A lot of security solutions leverage common feeds of the latest threats and where they differentiate is either on how they deploy those feeds or on the additional threat intelligence they apply to them. The latter is important because you don’t really have depth in threat defence if the source(s) of the data is the same between vendors. In the D-Zone DNS Firewall case, we leverage public and commercial threat feeds with additional intelligence through our own data science.

In short, the benefit of multi-vendor stacks is to:

a) Reduce the risk of a single point of failure
b) Improve the breadth of malware you are blocking

D-Zone DNS Firewall - a recommended best practice

D-Zone works beyond the corporate network to provide a defensive layer that functions on the internet’s DNS infrastructure. It has two important features in the security for organizations. First, data feeds are in near real time and based on analysis of over 100 billion queries every day. This is made possible from the global deployments in large Internet Service Providers that constantly collect data. These data feeds typically add over 100,000 new threats to the block list every day. It is this speed of response that often protects you sooner than other solutions.

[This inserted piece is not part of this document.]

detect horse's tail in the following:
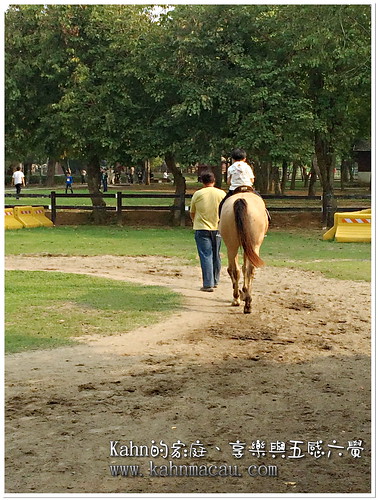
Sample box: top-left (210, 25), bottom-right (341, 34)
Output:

In addition to commercial and public data sources, our analysis adds new core domains that are filtered based on patterns and further analyzed. Malware domains are analyzed according to a proprietary Domain Reputation System (DRS) that detects nefarious looking domain activity. This runs through an anomaly detection engine that compares to historical information and live activity on the domain. The tools use machine learning to detect and block cluster families of malicious domains.

An unexpected benefit

Organizations that have deployed good defence in- depth processes have reported that they have lower IT support costs in fixing employee desktops.

To understand this, there are two types that get blocked:

  1. Unresolving domains often associated with botnets and malware command and control.
  2. Resolving domains with a type that is often associated with adware, malvertising, phishing and more.

Multiple data feeds plus unique data sources makes our threat avert science unique and effective.

Importantly, 84% of daily additions to the block list are based on primary research, so it is suggests very little overlap from other security solutions when threats are detected. Research and practice shows that in all security systems some threats get through one layer that are then stopped at another.

Summary

Adding the D-Zone DNS Firewall to your defensive strategy provides advanced data science and protection with no systems to manage and no negative impact on users and performance. In many cases, the ISP-grade recursive servers that we deploy can actually improve end user experience due to the high cache hit rate on browsing. When considering the relatively low cost of this type of perimeter defence versus the other security deployed it becomes imperative for all organizations to test a DNS firewall as part of their defensive strategy today.